Qu’en sera-t-il de la postulation ? Actuellement, les époux dont le foyer conjugal est situé dans les Yvelines, par exemple, doivent divorcer devant le TGI de Versailles et, pour ce faire, avoir recours au service d’un ou de deux avocats inscrits au barreau de Versailles. Si le notaire se substitue au juge, faudra-t-il impérativement se tourner vers un notaire des Yvelines ou bien un notaire du Mans ou d’ailleurs pourra-t-il convenir ? De même, l’obligation de recourir aux services des avocats inscrits au barreau du tribunal dont dépendent les époux va-t-elle subsister ou être abolie ?
Quel sera le rôle du notaire : une simple chambre d’enregistrement de l’acte ou celui-ci aura-t-il un droit (voir un devoir) de regard sur le contenu ? Pourra-t-il, ou non, refuser d’enregistrer des conventions qui sacrifieraient les intérêts d’une partie au bénéfice de l’autre ? Et quelle sera l’étendue de sa responsabilité ?

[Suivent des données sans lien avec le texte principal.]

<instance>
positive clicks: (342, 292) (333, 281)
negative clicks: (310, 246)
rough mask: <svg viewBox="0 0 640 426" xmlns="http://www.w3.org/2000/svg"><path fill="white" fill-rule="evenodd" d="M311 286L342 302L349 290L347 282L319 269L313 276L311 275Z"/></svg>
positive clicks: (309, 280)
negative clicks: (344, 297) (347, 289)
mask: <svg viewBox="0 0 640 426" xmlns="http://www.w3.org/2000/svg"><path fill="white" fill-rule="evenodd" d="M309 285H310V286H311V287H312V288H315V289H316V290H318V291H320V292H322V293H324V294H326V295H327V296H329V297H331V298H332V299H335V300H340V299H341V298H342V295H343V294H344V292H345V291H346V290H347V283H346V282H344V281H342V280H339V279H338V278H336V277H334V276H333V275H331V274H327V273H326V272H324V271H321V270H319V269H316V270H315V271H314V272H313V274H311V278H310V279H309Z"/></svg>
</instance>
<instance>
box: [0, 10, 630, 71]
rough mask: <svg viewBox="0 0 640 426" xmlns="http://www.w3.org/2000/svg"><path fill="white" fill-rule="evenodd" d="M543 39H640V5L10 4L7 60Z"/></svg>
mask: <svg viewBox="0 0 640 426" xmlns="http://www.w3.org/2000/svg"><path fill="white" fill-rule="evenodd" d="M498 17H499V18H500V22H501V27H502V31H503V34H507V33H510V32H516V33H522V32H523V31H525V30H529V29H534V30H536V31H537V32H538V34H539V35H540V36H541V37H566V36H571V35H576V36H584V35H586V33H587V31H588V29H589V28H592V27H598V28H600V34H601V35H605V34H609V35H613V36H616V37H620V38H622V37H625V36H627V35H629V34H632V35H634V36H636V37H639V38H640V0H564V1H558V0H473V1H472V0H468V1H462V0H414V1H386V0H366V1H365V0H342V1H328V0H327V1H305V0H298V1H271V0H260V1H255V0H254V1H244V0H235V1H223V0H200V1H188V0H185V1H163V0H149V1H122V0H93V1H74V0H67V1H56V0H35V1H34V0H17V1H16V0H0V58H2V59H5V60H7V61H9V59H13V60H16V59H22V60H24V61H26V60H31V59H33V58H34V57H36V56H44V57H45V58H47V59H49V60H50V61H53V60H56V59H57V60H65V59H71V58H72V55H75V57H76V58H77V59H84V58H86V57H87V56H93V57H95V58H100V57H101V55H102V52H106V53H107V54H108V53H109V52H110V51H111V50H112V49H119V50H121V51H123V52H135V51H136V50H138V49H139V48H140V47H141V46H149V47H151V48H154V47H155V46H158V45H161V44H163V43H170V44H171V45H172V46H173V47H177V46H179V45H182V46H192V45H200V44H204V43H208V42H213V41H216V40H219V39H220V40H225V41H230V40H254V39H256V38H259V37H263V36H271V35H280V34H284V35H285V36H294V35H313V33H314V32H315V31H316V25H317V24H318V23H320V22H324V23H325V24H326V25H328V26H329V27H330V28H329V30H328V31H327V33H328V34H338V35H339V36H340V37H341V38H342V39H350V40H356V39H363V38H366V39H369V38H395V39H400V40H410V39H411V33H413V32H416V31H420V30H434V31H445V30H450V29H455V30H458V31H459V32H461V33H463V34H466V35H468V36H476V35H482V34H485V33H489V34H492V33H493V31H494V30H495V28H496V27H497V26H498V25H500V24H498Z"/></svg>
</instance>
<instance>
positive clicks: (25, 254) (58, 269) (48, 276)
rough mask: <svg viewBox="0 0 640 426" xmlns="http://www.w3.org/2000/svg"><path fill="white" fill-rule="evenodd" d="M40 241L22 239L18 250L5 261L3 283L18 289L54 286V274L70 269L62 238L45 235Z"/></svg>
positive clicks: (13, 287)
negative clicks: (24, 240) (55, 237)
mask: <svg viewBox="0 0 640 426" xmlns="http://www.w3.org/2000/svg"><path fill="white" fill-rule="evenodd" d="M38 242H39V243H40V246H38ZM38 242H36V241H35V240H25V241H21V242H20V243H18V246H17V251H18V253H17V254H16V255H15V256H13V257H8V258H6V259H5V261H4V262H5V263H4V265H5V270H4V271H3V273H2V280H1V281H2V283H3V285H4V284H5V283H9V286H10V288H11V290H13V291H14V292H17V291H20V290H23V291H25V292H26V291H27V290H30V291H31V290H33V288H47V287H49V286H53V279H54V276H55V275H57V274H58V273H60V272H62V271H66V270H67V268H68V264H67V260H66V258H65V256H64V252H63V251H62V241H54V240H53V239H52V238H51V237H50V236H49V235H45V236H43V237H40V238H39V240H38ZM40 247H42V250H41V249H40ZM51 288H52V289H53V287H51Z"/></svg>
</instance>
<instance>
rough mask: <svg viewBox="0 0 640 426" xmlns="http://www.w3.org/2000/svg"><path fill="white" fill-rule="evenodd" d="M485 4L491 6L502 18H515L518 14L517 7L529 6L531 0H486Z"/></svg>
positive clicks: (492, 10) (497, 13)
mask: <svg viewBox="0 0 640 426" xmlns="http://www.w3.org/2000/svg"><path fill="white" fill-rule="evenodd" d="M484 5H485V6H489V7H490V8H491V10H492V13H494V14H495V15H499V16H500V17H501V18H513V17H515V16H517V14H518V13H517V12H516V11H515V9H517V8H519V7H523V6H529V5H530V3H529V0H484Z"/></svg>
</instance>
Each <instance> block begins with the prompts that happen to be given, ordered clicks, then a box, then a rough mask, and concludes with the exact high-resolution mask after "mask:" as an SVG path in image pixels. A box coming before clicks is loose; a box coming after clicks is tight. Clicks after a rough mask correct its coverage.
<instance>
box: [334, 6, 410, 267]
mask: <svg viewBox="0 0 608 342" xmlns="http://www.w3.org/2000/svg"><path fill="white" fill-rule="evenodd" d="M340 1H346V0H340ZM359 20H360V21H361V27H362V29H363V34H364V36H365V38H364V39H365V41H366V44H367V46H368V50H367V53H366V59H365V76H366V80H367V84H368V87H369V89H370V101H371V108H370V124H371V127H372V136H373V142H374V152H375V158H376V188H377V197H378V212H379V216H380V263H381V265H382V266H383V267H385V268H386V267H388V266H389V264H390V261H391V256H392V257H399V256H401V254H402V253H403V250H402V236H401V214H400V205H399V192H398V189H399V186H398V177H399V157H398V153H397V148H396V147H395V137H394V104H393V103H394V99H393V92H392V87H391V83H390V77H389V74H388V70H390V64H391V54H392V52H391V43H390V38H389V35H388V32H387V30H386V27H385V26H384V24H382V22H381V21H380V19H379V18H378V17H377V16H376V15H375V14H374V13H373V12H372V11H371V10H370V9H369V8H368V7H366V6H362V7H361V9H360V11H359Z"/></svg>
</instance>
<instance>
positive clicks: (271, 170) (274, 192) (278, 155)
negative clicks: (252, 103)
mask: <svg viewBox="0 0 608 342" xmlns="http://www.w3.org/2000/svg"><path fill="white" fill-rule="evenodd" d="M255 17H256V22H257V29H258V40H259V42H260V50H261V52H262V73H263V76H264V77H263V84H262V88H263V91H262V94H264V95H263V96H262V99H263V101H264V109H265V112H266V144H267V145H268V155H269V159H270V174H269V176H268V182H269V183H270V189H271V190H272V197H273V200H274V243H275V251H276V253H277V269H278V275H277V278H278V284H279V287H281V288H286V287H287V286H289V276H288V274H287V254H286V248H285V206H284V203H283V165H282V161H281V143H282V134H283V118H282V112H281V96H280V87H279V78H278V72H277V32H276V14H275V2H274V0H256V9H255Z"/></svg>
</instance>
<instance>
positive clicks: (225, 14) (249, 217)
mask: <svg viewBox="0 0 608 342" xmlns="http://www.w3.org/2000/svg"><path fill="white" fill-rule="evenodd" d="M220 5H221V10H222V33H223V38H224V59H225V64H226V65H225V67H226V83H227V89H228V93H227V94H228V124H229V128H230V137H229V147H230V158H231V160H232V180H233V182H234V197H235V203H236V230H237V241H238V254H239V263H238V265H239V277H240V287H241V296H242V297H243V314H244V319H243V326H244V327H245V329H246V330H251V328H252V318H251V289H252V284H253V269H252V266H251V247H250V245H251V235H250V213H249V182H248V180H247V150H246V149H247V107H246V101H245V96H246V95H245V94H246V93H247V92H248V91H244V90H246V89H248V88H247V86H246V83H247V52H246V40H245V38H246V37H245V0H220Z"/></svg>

Les parties pourront-elles, comme c’est le cas aujourd’hui pour la prestation compensatoire ou l’autorité parentale, par exemple, revenir sur le contenu de la convention ? Et dans l’affirmative, devront-elles le faire devant notaire ou, cette fois-ci, devant le juge aux affaires familiales ?
Ce que j’en pense...
Trop de points demeurent à ce jour en suspens pour pouvoir véritablement se prononcer sur l’opportunité d’une telle mesure mais on peut d’ores et déjà regretter la précipitation avec laquelle cette mesure a été annoncée ainsi que l’absence de toute réelle concertation.
Comme si les économies attendues de cette réforme devaient primées sur son efficacité...

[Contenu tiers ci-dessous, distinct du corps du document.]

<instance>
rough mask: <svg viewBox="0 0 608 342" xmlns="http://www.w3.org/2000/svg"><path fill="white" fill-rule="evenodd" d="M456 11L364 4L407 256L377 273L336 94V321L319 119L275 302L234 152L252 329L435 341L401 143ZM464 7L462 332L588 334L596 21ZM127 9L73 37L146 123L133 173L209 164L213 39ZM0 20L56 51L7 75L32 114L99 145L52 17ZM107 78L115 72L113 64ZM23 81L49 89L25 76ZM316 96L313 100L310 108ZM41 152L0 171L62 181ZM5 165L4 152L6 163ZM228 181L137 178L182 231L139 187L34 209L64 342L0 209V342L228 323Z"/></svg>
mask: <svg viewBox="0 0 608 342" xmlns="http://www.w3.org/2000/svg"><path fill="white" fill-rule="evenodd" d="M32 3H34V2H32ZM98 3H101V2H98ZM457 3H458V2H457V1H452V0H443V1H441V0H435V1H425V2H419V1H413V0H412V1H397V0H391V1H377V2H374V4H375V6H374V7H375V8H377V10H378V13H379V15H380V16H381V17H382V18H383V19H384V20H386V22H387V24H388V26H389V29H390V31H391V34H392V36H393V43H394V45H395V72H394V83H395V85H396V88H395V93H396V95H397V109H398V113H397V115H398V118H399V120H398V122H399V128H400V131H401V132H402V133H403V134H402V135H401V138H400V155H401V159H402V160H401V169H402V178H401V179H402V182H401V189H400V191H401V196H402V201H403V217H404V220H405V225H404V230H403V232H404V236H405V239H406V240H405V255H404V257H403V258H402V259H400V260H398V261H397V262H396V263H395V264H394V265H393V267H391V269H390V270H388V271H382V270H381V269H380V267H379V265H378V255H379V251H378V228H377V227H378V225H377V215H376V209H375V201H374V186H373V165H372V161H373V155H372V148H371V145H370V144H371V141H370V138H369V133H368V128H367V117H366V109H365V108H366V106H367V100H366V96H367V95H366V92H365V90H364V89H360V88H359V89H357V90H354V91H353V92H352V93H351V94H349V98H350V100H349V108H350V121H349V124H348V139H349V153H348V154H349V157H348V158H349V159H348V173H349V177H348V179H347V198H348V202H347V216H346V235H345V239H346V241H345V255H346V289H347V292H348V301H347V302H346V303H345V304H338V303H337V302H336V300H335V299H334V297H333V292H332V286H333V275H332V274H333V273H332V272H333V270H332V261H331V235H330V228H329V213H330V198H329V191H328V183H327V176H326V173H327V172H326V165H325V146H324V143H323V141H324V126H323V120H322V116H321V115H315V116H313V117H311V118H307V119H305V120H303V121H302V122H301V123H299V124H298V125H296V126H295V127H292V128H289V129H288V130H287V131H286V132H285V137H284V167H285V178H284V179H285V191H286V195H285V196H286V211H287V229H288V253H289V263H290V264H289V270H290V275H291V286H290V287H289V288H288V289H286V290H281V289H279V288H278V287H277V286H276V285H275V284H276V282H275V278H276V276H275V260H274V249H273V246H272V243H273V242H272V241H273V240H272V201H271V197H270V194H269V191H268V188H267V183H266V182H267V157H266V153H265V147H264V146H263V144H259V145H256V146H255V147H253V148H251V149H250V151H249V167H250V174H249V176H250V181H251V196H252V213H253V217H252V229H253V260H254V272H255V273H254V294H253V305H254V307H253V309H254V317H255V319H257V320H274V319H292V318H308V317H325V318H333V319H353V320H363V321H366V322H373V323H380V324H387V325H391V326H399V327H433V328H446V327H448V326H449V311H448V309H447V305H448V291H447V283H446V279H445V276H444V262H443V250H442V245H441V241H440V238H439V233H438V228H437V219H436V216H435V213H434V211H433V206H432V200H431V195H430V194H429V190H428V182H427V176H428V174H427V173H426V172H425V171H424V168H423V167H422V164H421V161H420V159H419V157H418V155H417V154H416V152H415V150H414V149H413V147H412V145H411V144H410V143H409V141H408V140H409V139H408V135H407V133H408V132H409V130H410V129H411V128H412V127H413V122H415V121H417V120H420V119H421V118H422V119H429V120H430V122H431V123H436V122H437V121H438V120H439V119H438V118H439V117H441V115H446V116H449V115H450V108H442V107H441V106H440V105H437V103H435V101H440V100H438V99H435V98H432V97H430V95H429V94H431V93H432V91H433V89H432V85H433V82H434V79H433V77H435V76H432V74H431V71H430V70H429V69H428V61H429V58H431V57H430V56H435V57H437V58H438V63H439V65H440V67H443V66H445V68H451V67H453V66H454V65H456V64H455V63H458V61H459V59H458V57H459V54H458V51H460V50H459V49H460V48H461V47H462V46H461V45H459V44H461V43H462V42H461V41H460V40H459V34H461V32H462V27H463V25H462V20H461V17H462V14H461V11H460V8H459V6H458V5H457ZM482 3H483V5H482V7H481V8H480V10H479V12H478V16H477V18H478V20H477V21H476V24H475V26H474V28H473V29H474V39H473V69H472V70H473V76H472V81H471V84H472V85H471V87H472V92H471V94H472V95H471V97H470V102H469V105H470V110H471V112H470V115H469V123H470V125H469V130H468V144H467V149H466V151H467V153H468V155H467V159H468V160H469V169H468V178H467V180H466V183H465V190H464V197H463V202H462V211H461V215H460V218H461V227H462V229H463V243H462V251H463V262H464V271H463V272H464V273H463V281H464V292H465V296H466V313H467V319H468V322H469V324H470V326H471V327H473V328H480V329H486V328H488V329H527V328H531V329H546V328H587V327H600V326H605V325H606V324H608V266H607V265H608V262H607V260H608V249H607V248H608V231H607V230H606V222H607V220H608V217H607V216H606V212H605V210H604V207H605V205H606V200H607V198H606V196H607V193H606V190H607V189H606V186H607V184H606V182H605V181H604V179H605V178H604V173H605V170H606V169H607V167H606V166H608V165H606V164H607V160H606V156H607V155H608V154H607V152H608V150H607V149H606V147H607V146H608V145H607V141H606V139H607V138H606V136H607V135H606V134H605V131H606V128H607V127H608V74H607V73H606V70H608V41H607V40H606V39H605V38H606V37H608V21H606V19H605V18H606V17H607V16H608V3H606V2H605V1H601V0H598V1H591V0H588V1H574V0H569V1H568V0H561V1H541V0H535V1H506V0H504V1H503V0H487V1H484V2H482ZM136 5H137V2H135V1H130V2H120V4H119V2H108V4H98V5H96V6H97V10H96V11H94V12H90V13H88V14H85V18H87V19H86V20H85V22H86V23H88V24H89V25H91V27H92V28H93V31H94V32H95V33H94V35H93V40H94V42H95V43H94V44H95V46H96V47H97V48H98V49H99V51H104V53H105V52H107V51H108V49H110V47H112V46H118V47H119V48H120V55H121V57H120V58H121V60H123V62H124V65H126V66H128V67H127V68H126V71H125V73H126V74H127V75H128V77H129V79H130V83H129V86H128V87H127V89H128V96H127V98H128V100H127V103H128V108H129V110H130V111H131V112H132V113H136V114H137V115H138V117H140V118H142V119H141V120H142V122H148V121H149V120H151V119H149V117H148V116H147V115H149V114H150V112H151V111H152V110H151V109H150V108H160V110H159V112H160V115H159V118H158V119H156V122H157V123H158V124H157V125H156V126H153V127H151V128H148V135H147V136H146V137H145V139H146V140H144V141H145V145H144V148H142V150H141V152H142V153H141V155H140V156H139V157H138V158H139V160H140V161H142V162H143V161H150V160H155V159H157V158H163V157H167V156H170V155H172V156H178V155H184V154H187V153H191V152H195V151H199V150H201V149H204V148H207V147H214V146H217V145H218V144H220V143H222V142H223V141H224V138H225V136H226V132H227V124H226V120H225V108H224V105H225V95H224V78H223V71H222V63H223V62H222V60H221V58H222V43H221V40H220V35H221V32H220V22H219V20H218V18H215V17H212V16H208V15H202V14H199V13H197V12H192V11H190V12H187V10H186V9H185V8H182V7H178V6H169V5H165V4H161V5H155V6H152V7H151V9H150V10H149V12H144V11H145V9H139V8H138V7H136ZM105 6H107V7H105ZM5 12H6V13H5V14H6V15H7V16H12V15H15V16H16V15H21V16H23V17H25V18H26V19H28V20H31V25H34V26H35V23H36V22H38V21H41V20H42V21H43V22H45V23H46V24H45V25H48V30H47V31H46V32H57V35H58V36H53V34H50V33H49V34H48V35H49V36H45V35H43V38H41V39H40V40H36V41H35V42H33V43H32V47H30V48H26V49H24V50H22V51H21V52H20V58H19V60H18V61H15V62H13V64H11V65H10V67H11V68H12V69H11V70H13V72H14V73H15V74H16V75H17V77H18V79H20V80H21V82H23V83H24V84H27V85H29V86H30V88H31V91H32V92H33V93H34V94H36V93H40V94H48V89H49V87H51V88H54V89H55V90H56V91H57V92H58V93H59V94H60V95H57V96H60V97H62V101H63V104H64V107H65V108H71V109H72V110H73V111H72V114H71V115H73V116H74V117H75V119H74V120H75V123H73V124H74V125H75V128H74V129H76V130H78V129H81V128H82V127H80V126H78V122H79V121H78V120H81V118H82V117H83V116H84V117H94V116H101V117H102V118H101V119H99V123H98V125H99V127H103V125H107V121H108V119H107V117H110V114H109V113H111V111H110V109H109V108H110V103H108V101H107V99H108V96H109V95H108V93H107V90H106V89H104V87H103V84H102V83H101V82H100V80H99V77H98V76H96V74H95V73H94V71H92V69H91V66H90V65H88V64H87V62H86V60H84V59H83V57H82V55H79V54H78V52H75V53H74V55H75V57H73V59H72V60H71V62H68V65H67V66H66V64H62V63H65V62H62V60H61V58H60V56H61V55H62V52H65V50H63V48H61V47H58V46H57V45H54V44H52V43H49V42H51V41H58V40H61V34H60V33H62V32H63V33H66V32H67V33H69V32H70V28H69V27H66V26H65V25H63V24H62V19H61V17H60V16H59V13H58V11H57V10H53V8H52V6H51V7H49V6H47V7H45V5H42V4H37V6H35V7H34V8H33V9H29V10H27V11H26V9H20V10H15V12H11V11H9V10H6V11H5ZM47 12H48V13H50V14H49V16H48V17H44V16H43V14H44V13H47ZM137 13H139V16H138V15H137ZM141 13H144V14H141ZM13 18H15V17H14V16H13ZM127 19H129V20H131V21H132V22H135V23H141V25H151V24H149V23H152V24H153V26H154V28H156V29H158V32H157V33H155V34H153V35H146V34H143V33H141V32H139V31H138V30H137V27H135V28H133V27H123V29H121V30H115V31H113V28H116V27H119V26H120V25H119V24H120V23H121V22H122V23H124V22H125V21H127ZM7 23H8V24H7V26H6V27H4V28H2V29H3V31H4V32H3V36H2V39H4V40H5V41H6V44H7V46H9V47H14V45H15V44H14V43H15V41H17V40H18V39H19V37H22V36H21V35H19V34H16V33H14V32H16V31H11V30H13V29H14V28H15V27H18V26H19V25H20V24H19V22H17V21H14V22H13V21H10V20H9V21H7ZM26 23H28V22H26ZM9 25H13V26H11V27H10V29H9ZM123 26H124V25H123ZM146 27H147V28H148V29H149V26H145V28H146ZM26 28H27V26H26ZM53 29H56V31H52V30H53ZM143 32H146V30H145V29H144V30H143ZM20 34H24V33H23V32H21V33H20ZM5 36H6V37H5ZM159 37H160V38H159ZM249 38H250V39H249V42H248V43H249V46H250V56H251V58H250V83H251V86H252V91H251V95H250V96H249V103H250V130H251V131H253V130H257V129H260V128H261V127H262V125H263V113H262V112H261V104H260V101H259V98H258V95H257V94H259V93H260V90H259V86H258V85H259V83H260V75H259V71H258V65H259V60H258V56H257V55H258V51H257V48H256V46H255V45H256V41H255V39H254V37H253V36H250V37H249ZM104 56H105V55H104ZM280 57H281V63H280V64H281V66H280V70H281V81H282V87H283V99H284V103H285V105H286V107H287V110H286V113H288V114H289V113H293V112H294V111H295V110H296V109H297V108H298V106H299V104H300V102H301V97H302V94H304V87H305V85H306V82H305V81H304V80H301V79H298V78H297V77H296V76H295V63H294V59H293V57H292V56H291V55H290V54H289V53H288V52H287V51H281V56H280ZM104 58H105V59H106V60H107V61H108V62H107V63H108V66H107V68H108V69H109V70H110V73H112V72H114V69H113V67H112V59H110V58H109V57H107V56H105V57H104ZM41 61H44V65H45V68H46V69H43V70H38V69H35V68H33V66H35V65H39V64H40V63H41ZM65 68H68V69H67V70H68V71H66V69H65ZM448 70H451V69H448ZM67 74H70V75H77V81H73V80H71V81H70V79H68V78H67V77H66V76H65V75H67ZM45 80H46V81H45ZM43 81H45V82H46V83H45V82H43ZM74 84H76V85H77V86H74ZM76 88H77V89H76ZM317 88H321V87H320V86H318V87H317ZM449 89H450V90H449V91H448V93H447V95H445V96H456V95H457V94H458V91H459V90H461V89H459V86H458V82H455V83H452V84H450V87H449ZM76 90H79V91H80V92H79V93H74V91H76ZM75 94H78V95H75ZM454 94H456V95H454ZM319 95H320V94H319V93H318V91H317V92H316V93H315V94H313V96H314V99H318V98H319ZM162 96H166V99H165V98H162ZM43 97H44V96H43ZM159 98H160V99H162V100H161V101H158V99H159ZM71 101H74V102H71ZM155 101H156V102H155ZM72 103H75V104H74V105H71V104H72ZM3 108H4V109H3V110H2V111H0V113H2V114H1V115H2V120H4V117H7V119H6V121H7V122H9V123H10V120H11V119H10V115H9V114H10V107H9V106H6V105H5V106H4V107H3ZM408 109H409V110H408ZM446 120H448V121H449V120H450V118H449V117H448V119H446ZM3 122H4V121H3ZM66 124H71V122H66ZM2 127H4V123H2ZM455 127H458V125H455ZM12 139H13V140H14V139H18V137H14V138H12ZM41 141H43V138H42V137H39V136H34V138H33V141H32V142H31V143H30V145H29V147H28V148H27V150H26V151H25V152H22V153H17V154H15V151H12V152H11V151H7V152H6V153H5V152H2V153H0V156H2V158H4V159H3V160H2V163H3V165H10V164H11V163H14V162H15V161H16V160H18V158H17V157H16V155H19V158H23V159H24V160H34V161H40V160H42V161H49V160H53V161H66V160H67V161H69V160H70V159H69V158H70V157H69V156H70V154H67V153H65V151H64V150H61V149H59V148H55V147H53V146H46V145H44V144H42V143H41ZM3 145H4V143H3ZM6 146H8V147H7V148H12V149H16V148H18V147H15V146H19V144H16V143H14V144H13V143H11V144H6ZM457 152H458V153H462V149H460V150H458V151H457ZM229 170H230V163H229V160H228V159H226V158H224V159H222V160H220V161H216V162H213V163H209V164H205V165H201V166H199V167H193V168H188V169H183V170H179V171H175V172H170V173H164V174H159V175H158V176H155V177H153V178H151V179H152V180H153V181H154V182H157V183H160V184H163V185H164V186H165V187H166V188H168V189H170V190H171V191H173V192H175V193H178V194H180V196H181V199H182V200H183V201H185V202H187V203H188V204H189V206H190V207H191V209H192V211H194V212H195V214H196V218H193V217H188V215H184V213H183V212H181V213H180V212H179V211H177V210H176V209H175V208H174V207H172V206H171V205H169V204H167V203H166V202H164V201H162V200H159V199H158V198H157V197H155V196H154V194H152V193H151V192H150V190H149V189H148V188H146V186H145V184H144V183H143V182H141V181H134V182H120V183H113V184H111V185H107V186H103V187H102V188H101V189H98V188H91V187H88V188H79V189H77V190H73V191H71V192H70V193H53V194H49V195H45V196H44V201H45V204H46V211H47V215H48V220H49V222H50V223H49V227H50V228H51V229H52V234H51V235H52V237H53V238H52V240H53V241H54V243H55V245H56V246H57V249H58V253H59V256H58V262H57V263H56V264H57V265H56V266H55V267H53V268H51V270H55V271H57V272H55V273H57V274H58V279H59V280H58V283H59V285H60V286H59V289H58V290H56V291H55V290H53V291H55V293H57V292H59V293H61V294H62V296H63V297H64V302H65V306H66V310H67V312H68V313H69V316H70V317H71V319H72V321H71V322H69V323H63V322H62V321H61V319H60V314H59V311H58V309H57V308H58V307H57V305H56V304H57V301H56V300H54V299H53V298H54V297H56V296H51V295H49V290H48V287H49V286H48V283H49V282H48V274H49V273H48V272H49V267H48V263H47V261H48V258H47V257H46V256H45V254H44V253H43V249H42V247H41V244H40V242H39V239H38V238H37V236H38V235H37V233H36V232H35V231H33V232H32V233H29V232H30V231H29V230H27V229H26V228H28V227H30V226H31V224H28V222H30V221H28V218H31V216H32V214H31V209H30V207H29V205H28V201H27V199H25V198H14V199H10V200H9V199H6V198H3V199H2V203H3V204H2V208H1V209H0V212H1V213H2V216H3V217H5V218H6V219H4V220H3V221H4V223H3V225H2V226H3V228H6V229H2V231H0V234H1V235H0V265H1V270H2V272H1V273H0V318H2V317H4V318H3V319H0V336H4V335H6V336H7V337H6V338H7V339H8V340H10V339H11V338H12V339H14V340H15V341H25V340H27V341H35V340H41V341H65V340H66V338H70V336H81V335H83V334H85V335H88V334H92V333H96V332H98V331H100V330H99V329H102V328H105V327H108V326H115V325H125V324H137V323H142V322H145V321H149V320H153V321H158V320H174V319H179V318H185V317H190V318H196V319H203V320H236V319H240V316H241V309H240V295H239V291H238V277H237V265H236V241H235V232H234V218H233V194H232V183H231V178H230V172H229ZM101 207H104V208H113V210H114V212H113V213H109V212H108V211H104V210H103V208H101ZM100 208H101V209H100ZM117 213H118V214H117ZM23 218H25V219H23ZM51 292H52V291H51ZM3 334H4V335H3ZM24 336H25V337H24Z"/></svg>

Certes, l’objectif annoncé de fluidifier les procédures et de les simplifier est louable mais il n’est pas certain qu’il sera atteint.
Un accord par trop déséquilibré qui serait enregistré par un notaire alors qu’il aurait été recalé par le juge aux affaires familiales aura pour inéluctable conséquence que les parties, au lieu de tourner la page, devront retourner devant le juge (ou le notaire ?) pour reconsidérer une situation qui ne donne pas satisfaction.

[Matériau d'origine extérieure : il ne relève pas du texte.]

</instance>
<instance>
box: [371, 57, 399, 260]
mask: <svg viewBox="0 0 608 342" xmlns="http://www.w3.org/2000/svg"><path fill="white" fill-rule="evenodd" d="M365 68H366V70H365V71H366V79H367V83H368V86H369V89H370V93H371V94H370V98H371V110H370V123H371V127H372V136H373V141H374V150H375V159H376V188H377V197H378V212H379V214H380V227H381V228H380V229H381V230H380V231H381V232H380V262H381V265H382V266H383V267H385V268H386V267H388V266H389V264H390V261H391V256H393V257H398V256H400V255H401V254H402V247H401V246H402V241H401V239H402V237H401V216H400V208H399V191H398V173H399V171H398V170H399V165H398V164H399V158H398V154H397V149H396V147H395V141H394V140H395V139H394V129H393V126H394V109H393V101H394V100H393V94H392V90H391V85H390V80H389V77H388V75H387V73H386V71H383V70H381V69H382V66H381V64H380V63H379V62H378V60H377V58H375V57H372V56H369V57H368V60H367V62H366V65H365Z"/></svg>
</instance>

Ne serait-il pas préférable, d’emblée, de renforcer le rôle du notaire ou de lui substituer un autre intervenant chargé, notamment, de veiller à l’intérêt de l’enfant et au caractère équilibré de la convention.
Souhaitons que les incontournables ajustements et arbitrages auquel le texte donnera lieu permettront de combiner les objectifs recherchés de rapidité et de simplicité avec des garanties renforcées.
Discussions en cours :
Dans la mesure où la justice ne sera pas saisie.... il n’y aura pas de décision de justic rendue par un juge ,les époux pourront ils solliciter l’aide juridictionnelle ??? Si non ...grosse arnaque !!! Pardon mais ça me mets hors de moi
En principe, le bénéfice de l’aide juridictionnelle est prévu dans l’amendement initial mais rien de définitif à ce sujet.
Vous avez raison, si tel ne devait pas être le cas, le procédé serait, pour le moins, choquant.
Personnellement je m’interroge quant à l’inégalité que pourrait introduire cette réforme entre les justiciables.
Je m’explique, si le consentement mutuel est déjudiciarisé alors le client qui pouvait prétendre à l’AJ ne pourra plus l’obtenir pour ce type de divorce et devra obligatoirement se tourner vers un divorce contentieux.
Il n’aura plus le choix. Cette porte lui sera fermée car il n’aura pas les moyens de régler les honoraires d’un avocat pour un divorce par consentement mutuel même si ces honoraires sont réduits de 200 ou 300 € du fait de la suppression de l’audience.
Corrélativement, alors que le but était de désengorger les tribunaux, il risque donc d’y avoir un accroissement du nombre de divorces contentieux dont la procédure est plus longue et plus couteuse (y compris au titre de l’AJ).
Tout est dit dans le titre, à l’exception de mes remerciements adressés à l’auteur.
Marrant que l’on met toujours les gens sous tutelle : dans ce cas, ce serait grave pour eux ! Impossible de les laisser apprécier ce qui leur convient. Lorsqu’ils se marient, on les protège pour leur expliquer qu’ils risquent de se retrouver dans la mouise ? Vive le PACS !!